Contact: Mohammad Alhussein, Ling Su, Prof. P. Karlovsky
NLPs are small proteins produced by many bacteria and fungi. NLPs of phytopathogenic fungi are cytotoxic, cause strong necrosis in the leaves of dicotyledoneous plants. The role of NLPs in plant infection is unknown.
The task is to test fungal mutants with disrupted production of NLPs in different systems in order to reveal the biological function of the proteins. Nonhost plants and unconventional targets will be tested to solve the puzzle that most mutants of pathogenic fungi that do not produce NLPs are not impaired in their pathogenicity.
Contact: Mohammad Alhussein, Ling Su, Prof.

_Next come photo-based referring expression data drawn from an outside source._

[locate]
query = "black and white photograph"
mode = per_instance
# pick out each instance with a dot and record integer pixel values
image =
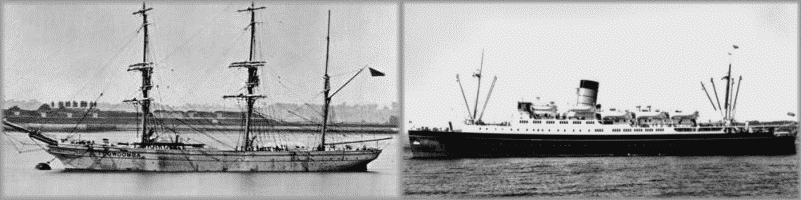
(600, 100)
(399, 99)
(200, 99)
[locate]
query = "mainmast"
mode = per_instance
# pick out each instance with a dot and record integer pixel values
(253, 79)
(478, 89)
(147, 70)
(326, 86)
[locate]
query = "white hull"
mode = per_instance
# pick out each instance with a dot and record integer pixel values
(103, 158)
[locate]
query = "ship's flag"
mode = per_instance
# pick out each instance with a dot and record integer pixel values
(374, 72)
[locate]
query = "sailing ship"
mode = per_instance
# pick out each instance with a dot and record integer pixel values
(538, 130)
(151, 155)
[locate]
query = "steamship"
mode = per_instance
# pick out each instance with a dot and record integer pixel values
(538, 130)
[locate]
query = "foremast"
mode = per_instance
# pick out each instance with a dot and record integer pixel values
(326, 86)
(253, 80)
(146, 68)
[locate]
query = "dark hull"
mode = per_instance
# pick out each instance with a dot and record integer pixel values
(431, 144)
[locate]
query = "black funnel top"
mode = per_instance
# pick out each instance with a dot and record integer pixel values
(589, 84)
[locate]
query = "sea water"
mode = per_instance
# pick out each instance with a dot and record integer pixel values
(607, 177)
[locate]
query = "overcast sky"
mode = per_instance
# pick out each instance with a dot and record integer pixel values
(66, 51)
(642, 54)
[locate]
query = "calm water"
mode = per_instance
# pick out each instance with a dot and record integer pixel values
(19, 178)
(707, 176)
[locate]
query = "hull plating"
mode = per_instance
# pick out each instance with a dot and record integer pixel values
(136, 159)
(431, 144)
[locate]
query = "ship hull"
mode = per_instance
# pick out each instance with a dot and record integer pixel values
(438, 144)
(100, 158)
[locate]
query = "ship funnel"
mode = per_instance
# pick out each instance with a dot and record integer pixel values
(587, 93)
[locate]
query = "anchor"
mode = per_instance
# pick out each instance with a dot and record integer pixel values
(44, 165)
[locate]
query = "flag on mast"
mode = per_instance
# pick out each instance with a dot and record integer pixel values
(374, 72)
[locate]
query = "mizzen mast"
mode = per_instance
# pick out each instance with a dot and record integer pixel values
(253, 79)
(146, 67)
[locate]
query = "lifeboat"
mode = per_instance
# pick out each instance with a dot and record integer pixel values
(651, 115)
(678, 115)
(616, 115)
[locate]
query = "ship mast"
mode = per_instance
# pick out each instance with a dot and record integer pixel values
(326, 86)
(253, 79)
(478, 89)
(147, 70)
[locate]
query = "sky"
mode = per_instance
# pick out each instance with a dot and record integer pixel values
(78, 50)
(641, 54)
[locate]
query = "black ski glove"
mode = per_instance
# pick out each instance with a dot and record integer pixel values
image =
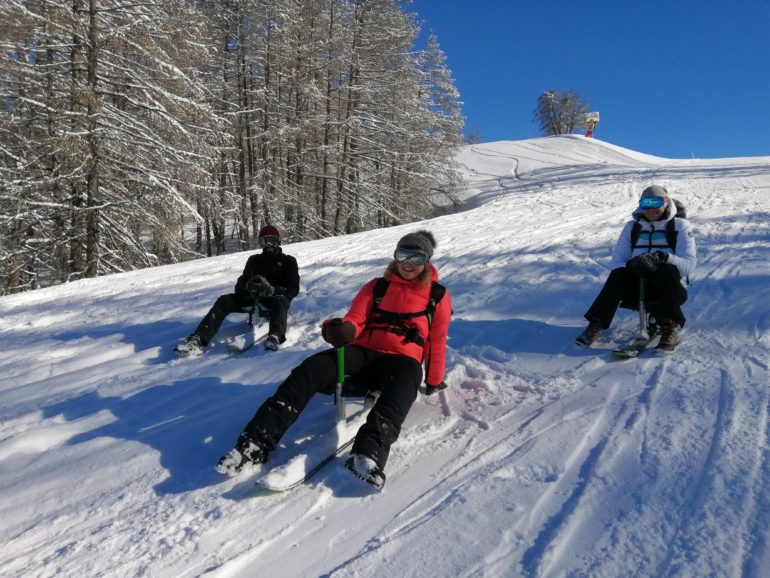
(259, 288)
(337, 332)
(431, 389)
(643, 265)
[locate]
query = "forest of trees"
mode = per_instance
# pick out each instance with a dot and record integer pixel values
(137, 134)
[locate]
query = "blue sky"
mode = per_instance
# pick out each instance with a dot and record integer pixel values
(672, 78)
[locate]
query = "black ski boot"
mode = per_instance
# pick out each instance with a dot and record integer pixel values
(246, 453)
(366, 469)
(669, 340)
(192, 346)
(589, 335)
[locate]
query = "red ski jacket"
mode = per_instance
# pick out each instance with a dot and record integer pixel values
(405, 296)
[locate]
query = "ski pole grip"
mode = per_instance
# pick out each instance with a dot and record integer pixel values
(338, 387)
(340, 364)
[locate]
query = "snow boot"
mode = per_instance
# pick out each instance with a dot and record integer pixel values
(590, 334)
(192, 346)
(245, 454)
(669, 340)
(272, 343)
(366, 469)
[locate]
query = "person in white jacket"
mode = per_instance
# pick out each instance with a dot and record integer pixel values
(659, 247)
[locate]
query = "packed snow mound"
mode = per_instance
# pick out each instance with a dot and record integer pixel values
(497, 168)
(541, 459)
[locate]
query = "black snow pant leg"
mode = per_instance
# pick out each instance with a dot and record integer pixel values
(316, 373)
(278, 306)
(622, 285)
(223, 306)
(667, 294)
(400, 378)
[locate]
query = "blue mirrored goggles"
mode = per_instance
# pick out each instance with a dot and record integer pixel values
(413, 256)
(270, 241)
(652, 202)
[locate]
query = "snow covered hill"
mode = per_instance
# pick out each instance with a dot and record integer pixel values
(541, 459)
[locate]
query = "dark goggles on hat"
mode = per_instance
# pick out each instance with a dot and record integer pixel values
(270, 241)
(413, 256)
(652, 202)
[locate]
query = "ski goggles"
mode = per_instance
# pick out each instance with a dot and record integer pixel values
(413, 256)
(652, 202)
(270, 241)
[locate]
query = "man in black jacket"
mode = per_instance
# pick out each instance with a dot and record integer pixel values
(272, 277)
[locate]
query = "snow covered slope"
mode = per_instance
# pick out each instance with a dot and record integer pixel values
(541, 459)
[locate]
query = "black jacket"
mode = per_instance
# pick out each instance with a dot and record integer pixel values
(279, 269)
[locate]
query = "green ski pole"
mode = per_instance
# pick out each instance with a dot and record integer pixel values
(642, 313)
(338, 387)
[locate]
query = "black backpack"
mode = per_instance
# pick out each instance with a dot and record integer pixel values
(396, 322)
(671, 234)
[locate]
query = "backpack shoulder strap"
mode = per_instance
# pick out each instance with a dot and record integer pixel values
(671, 234)
(380, 288)
(636, 230)
(437, 292)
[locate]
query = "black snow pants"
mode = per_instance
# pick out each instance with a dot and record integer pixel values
(277, 306)
(664, 295)
(397, 377)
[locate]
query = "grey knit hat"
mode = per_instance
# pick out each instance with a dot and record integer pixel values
(421, 240)
(654, 191)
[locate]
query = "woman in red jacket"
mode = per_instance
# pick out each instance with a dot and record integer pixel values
(386, 338)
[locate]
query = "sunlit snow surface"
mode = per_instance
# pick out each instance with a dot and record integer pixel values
(541, 459)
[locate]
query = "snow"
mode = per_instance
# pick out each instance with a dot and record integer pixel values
(541, 459)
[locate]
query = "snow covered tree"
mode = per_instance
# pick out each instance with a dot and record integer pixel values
(104, 137)
(135, 134)
(560, 113)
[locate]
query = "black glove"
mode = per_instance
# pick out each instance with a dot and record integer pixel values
(337, 332)
(431, 389)
(259, 288)
(643, 265)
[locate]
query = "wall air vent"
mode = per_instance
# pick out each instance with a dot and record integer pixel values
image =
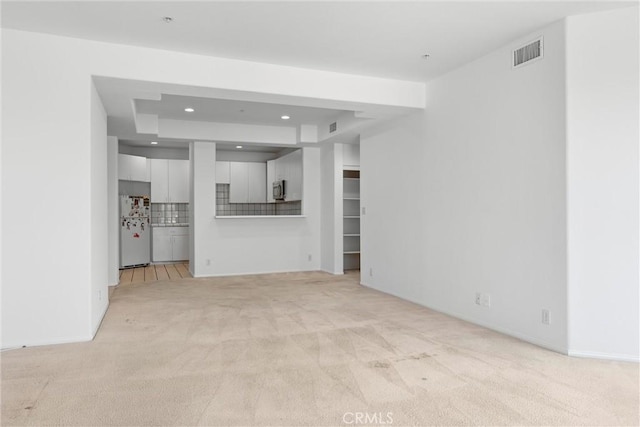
(528, 53)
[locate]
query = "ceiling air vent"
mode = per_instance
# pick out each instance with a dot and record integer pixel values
(528, 53)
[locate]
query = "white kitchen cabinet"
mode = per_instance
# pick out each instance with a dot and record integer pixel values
(133, 168)
(248, 182)
(169, 181)
(238, 182)
(222, 173)
(162, 248)
(170, 244)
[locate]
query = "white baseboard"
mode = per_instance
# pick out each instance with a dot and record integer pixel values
(38, 343)
(252, 273)
(335, 273)
(104, 313)
(523, 337)
(605, 356)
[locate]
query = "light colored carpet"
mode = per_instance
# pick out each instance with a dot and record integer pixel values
(302, 349)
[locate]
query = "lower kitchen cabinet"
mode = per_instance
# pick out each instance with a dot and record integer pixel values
(170, 244)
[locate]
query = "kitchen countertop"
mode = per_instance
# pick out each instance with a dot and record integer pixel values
(258, 216)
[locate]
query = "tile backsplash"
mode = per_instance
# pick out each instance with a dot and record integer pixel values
(169, 213)
(224, 208)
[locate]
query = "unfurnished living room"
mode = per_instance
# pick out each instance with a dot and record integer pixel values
(308, 213)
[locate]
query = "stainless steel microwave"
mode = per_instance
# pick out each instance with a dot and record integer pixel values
(279, 190)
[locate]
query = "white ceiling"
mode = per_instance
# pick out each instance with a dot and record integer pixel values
(385, 39)
(233, 111)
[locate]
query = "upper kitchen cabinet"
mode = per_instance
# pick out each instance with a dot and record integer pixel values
(289, 169)
(169, 181)
(133, 168)
(223, 173)
(247, 182)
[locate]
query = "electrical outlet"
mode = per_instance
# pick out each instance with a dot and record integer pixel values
(486, 300)
(546, 319)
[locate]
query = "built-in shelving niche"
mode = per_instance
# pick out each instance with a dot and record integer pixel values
(351, 219)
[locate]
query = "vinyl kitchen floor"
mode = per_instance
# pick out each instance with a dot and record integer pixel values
(155, 272)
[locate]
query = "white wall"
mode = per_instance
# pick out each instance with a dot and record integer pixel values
(602, 151)
(113, 216)
(46, 138)
(331, 216)
(99, 212)
(254, 244)
(46, 167)
(470, 196)
(156, 152)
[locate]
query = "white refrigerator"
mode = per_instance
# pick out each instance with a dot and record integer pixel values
(135, 231)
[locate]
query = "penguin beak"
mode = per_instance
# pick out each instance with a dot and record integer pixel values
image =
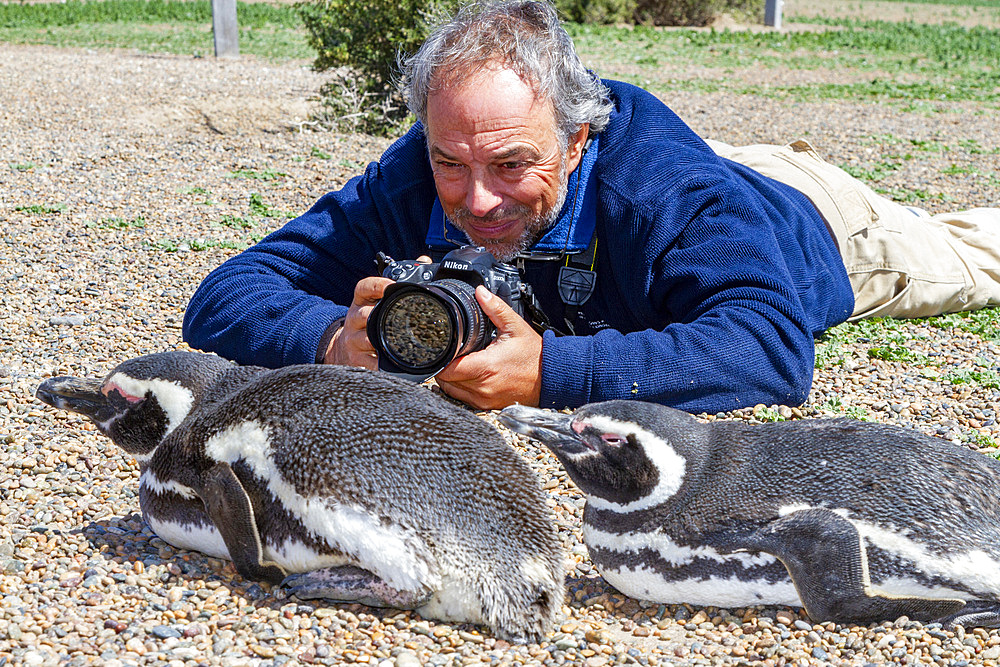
(553, 429)
(81, 395)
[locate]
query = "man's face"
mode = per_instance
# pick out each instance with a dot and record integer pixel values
(499, 169)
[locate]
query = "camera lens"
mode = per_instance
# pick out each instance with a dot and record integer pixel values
(416, 329)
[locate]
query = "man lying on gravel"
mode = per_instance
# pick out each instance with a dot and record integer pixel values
(712, 279)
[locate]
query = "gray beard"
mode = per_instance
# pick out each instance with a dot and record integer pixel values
(505, 251)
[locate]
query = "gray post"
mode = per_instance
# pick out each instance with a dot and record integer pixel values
(772, 13)
(225, 30)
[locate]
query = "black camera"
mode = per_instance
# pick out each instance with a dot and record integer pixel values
(430, 314)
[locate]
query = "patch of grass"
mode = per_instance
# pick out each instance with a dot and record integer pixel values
(829, 346)
(207, 201)
(165, 26)
(986, 378)
(261, 209)
(887, 339)
(236, 222)
(973, 146)
(835, 404)
(766, 414)
(897, 62)
(984, 323)
(957, 3)
(197, 245)
(138, 222)
(42, 209)
(266, 174)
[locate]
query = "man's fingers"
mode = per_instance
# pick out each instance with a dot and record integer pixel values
(369, 290)
(503, 316)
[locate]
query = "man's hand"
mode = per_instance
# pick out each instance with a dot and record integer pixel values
(508, 371)
(350, 345)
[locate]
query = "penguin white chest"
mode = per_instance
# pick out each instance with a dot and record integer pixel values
(354, 534)
(651, 566)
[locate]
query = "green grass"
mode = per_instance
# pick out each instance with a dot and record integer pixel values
(880, 60)
(41, 209)
(956, 3)
(984, 323)
(154, 26)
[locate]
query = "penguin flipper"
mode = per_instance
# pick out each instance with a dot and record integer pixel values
(828, 564)
(229, 507)
(347, 583)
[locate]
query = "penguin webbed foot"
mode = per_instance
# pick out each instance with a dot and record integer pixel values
(349, 584)
(975, 614)
(822, 552)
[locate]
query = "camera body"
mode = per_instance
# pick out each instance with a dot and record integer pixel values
(430, 314)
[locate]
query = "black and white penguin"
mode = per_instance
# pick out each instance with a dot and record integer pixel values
(854, 521)
(346, 484)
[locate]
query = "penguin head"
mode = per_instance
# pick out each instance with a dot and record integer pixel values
(142, 400)
(609, 449)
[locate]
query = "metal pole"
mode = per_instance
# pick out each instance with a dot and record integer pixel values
(772, 13)
(225, 30)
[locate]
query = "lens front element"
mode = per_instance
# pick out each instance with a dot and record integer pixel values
(417, 330)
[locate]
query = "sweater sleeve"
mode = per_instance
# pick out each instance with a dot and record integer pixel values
(722, 321)
(272, 304)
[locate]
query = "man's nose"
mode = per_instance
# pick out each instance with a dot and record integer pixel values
(482, 197)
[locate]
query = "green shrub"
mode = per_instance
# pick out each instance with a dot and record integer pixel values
(695, 12)
(596, 11)
(361, 40)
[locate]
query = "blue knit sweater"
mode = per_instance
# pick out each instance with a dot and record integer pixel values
(712, 280)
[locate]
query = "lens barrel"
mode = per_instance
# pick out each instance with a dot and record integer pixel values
(417, 329)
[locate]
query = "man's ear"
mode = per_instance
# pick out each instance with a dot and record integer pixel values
(574, 151)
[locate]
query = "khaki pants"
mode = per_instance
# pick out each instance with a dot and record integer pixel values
(900, 263)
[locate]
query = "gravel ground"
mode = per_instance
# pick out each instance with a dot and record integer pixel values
(125, 178)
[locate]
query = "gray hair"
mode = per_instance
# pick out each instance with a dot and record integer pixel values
(526, 37)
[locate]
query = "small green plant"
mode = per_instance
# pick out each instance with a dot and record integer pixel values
(835, 404)
(693, 12)
(197, 245)
(984, 323)
(259, 208)
(767, 414)
(41, 209)
(983, 441)
(207, 201)
(236, 222)
(266, 174)
(138, 222)
(986, 378)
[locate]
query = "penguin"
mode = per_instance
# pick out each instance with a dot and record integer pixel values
(336, 482)
(855, 522)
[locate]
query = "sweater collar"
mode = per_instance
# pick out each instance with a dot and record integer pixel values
(571, 232)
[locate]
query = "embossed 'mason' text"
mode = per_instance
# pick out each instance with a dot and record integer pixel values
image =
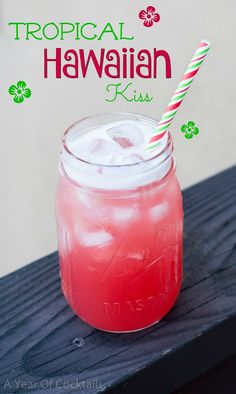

P. Karlovsky
V. longisporum is a fungal pathogen infecting oilseed rape and other crucifers. The pathogen invades plant roots and colonizes hypocotyl. At late stages of infection the fungus invades the entire stem and produces microsclerotia. The disease caused by "V. longisporum" is different from "Verticillium wilt" caused by other Verticillium species in vegetables, cotton and other plants because V. longisporum does not cause wilting.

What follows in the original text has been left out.